We accomplish this task by employing statistically valid quantitative market research that reveals which outcomes are most underserved (making them targets for getting the job done better), and which are most overserved (making them targets for getting the job done more cheaply).
Our primary tool is a survey that is taken by a representative sample of customers (usually between 180 and 1,200). Their answers reveal the importance of the customers’ 100-plus job-related desired outcomes and how well the customers can achieve each outcome currently. With this data we can determine which outcomes are most under- and overserved. Under- and overserved outcomes represent innovation opportunities.
The opportunity algorithm
To prioritize the opportunities, we employ the “opportunity algorithm.” This algorithm enables us to determine which outcomes are (i) important to customers, and (ii) not satisfactorily achieved with the solution(s) they are currently using to get the job done. The mathematical formula we use is as follows:
Opportunity score = outcome importance + (outcome importance – outcome satisfaction)
This formula calculates the opportunity score for each desired outcome statement, thus revealing those that represent the best opportunities for growth. For example, if 200 out of 270 circular saw users (74%) rate the outcome “minimize the likelihood that the cut goes off track” a 4 or a 5 for importance (on a scale of 1–5, with 5 representing highest importance), and only 75 of the 270 users (28%) rate the satisfaction of the outcome a 4 or a 5 (on a scale of 1–5, with 5 representing greatest satisfaction), then that outcome has an opportunity score of (7.4) + (7.4 – 2.8) = 12.0. In our experience, an opportunity score of 10 or greater indicates that the outcome is underserved.
The opportunity landscape
The opportunity landscape shows visually which outcomes are under- and overserved. As shown in Figure 1, there are three main sections: (1) the underserved section (purple), which includes all outcomes with an opportunity score of 10 or greater, (2) the appropriately served section (white), and (3) the overserved section (gray), in which outcomes’ satisfaction exceeds their importance.

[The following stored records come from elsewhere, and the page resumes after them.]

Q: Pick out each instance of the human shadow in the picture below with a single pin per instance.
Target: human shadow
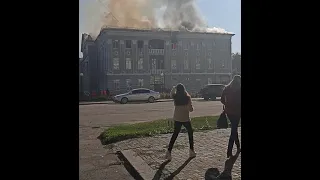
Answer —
(214, 173)
(158, 174)
(176, 172)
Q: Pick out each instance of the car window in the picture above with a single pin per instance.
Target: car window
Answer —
(144, 91)
(135, 92)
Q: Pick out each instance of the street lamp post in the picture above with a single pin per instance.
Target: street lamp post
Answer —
(81, 86)
(164, 81)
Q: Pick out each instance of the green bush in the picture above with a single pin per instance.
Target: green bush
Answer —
(164, 126)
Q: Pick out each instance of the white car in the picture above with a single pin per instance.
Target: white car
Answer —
(140, 94)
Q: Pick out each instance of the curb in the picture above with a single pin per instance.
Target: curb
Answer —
(111, 102)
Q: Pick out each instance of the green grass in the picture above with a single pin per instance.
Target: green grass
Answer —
(145, 129)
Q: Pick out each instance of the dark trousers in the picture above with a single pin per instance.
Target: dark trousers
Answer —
(234, 138)
(177, 128)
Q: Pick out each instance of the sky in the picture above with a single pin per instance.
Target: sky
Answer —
(225, 14)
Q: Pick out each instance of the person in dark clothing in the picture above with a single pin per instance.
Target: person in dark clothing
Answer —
(231, 99)
(183, 106)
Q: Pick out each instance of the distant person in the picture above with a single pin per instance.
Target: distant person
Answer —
(183, 106)
(231, 99)
(108, 93)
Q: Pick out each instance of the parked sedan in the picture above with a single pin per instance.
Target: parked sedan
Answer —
(137, 95)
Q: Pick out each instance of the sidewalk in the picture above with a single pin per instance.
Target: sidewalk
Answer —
(210, 146)
(111, 102)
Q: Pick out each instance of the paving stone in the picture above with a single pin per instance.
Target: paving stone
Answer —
(211, 148)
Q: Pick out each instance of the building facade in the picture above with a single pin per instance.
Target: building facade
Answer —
(124, 59)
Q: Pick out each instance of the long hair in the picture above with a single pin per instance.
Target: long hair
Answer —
(235, 83)
(181, 96)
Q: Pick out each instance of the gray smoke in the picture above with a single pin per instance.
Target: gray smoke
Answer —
(183, 14)
(146, 14)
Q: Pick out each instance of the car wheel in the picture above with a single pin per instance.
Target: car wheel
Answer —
(151, 99)
(124, 100)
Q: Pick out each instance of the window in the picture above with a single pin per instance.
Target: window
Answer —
(115, 44)
(173, 64)
(153, 64)
(116, 84)
(186, 63)
(140, 44)
(198, 46)
(128, 63)
(210, 64)
(140, 63)
(116, 63)
(128, 43)
(135, 92)
(140, 81)
(174, 45)
(198, 63)
(144, 91)
(128, 84)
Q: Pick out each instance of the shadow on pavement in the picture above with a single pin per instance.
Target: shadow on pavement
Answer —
(176, 172)
(214, 173)
(158, 174)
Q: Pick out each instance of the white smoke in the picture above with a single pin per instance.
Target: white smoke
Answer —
(147, 14)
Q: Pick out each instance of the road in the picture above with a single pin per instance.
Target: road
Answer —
(105, 115)
(96, 162)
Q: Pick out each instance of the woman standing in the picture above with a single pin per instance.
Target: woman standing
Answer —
(183, 106)
(231, 99)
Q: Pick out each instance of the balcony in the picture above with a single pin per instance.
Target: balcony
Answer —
(156, 51)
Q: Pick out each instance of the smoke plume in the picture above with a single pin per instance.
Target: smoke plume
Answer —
(147, 14)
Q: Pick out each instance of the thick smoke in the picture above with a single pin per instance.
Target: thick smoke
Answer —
(147, 14)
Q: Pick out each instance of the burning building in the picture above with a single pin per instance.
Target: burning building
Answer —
(120, 59)
(157, 52)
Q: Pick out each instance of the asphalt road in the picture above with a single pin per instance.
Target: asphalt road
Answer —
(104, 115)
(97, 162)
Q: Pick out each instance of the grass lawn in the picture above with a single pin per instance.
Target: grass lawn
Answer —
(164, 126)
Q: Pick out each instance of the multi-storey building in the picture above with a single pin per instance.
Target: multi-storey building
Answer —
(121, 59)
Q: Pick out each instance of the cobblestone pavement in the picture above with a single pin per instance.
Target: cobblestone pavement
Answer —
(210, 146)
(96, 162)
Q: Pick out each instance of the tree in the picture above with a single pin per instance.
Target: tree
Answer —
(236, 62)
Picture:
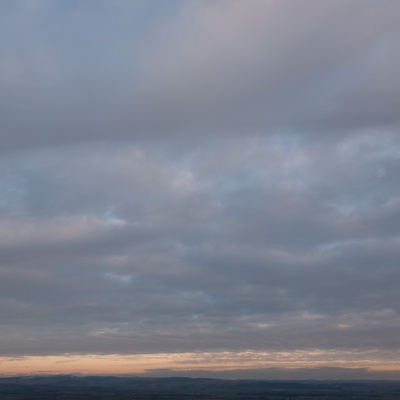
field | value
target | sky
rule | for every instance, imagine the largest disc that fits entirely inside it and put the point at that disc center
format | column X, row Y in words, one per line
column 200, row 188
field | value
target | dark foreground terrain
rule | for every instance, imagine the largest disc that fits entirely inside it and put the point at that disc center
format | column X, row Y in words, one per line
column 121, row 388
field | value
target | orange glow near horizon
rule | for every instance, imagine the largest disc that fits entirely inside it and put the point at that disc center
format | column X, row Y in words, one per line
column 181, row 362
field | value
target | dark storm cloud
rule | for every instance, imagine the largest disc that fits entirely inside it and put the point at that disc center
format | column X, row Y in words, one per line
column 208, row 176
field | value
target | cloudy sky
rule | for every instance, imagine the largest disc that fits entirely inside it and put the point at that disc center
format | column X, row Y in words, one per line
column 200, row 186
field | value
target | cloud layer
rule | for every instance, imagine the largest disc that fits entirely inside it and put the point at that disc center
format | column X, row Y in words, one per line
column 199, row 177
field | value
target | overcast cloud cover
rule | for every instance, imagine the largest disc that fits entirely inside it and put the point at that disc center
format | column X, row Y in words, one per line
column 200, row 176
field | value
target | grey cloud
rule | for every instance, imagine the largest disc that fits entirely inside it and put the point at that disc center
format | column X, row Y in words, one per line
column 227, row 181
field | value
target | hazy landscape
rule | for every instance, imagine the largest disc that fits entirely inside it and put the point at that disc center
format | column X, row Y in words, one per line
column 201, row 189
column 102, row 387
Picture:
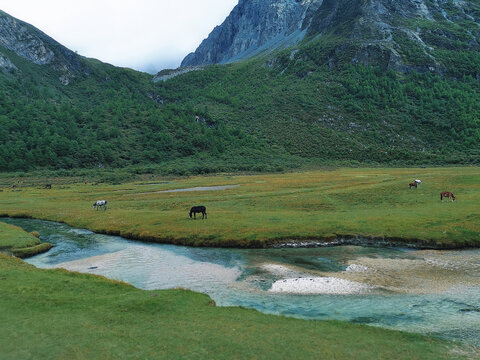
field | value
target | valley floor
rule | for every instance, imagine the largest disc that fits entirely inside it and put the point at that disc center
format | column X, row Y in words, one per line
column 267, row 210
column 55, row 314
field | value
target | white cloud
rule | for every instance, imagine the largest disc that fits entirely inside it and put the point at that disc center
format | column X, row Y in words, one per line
column 146, row 35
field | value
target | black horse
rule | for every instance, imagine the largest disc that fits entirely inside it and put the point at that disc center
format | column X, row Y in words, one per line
column 198, row 209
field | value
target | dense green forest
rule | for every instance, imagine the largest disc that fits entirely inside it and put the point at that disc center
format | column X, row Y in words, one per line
column 281, row 110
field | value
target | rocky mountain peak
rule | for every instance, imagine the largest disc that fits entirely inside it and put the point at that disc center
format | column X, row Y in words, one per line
column 380, row 28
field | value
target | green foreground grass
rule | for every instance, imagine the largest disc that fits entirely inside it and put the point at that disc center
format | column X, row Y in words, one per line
column 55, row 314
column 20, row 243
column 265, row 209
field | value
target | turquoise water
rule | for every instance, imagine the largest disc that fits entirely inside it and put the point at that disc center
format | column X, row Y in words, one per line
column 430, row 292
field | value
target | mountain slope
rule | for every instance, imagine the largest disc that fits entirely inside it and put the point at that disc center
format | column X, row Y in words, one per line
column 381, row 80
column 59, row 110
column 401, row 35
column 31, row 44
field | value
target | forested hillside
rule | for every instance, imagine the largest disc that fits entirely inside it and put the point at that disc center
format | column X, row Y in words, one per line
column 329, row 99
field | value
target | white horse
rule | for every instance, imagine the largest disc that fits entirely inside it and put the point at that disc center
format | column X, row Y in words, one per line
column 100, row 203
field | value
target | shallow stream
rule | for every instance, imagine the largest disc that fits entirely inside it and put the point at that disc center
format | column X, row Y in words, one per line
column 430, row 292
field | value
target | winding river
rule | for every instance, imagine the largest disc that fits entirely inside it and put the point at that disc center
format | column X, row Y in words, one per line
column 430, row 292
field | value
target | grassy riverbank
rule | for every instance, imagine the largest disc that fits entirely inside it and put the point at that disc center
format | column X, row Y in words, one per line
column 15, row 241
column 54, row 314
column 266, row 209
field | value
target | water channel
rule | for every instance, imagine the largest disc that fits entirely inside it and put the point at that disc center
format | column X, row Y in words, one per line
column 425, row 291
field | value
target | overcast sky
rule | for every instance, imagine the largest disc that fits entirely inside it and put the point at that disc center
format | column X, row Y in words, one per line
column 147, row 35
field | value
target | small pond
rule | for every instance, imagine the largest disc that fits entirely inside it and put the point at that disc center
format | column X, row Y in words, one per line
column 424, row 291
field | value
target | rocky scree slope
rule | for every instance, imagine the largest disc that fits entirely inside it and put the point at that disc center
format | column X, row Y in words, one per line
column 401, row 35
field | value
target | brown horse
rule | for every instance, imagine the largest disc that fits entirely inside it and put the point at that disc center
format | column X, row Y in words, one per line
column 198, row 209
column 447, row 194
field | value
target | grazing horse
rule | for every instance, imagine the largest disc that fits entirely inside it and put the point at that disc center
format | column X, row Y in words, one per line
column 198, row 209
column 100, row 203
column 447, row 194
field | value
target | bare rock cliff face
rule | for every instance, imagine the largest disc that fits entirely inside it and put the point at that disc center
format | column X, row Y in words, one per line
column 375, row 25
column 252, row 26
column 30, row 43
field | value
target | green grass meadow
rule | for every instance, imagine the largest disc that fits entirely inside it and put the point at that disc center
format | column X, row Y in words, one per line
column 55, row 314
column 265, row 209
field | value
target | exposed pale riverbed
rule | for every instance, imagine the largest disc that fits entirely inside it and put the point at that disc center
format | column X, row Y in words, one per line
column 431, row 292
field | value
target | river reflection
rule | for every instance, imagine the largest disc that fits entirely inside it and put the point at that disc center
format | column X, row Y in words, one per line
column 431, row 292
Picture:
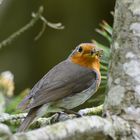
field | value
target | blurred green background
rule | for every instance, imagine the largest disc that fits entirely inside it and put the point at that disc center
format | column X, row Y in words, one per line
column 29, row 60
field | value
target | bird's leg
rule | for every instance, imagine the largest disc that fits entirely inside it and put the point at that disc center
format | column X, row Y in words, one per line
column 68, row 111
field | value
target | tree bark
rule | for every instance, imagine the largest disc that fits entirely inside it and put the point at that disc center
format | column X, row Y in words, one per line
column 123, row 98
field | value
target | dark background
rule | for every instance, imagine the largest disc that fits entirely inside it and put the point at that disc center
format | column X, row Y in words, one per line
column 29, row 60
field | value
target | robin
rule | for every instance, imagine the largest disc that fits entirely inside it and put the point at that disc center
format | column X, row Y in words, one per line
column 67, row 85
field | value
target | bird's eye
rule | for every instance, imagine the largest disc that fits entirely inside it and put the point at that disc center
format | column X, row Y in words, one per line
column 80, row 49
column 92, row 52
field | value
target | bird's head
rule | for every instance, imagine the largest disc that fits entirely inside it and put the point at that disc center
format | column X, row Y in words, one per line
column 87, row 55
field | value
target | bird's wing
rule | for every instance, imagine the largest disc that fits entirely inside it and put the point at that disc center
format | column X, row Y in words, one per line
column 64, row 79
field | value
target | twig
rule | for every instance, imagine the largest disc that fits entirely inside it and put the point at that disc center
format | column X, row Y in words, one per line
column 35, row 17
column 17, row 119
column 23, row 29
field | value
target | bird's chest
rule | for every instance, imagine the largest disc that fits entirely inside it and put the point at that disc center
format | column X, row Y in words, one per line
column 73, row 100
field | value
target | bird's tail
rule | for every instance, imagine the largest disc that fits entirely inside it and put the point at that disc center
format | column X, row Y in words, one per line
column 27, row 121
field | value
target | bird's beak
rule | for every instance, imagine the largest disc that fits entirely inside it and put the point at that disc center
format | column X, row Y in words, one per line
column 99, row 51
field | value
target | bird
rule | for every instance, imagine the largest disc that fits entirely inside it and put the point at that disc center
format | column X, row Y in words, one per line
column 66, row 86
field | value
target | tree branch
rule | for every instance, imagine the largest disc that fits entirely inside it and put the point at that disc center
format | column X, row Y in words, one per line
column 93, row 127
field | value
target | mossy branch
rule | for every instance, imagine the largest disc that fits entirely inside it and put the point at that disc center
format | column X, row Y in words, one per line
column 17, row 118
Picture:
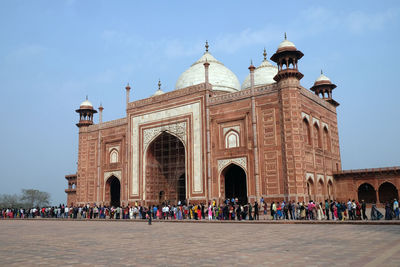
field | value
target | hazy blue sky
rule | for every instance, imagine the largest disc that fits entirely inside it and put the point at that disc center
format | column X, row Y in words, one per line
column 54, row 53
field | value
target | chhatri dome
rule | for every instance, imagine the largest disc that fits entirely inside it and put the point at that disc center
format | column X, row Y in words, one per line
column 221, row 78
column 286, row 45
column 263, row 74
column 86, row 104
column 159, row 91
column 323, row 78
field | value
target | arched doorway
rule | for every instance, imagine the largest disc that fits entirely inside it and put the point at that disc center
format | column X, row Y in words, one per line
column 330, row 190
column 165, row 170
column 310, row 190
column 387, row 192
column 367, row 193
column 113, row 187
column 235, row 183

All the outcomes included in the quantitative survey are plotted on this landscape, revealing with a high degree of precision where the targeted segment is under- and overserved.
This approach clearly points out which outcomes to target for growth. The outcomes in the lower part of the purple-shaded area are the most underserved. Addressing those outcomes will enable the customer to get the job done better.
Ask yourself what the chances are of developing a product or service that addresses underserved outcomes if the development team doesn’t know what those underserved outcomes—unmet needs—are. You will rightly conclude that the chances are extremely low. But what if the development team knows precisely what those underserved outcomes are? The chances for success go up dramatically. This is the power of the Outcome-Driven Innovation process.
The upper right section of the landscape points out the “table stakes.” These are the important outcomes that a new product must address successfully as customers are currently satisfied by existing solutions. The overserved outcomes in the gray area become targets for cost reduction. If existing products include costly features that address these overserved outcomes, replacing them with lower-cost features can help customers get the job done more cheaply.
The opportunity algorithm and the opportunity landscape are invaluable tools when trying to figure out which outcomes to target for growth.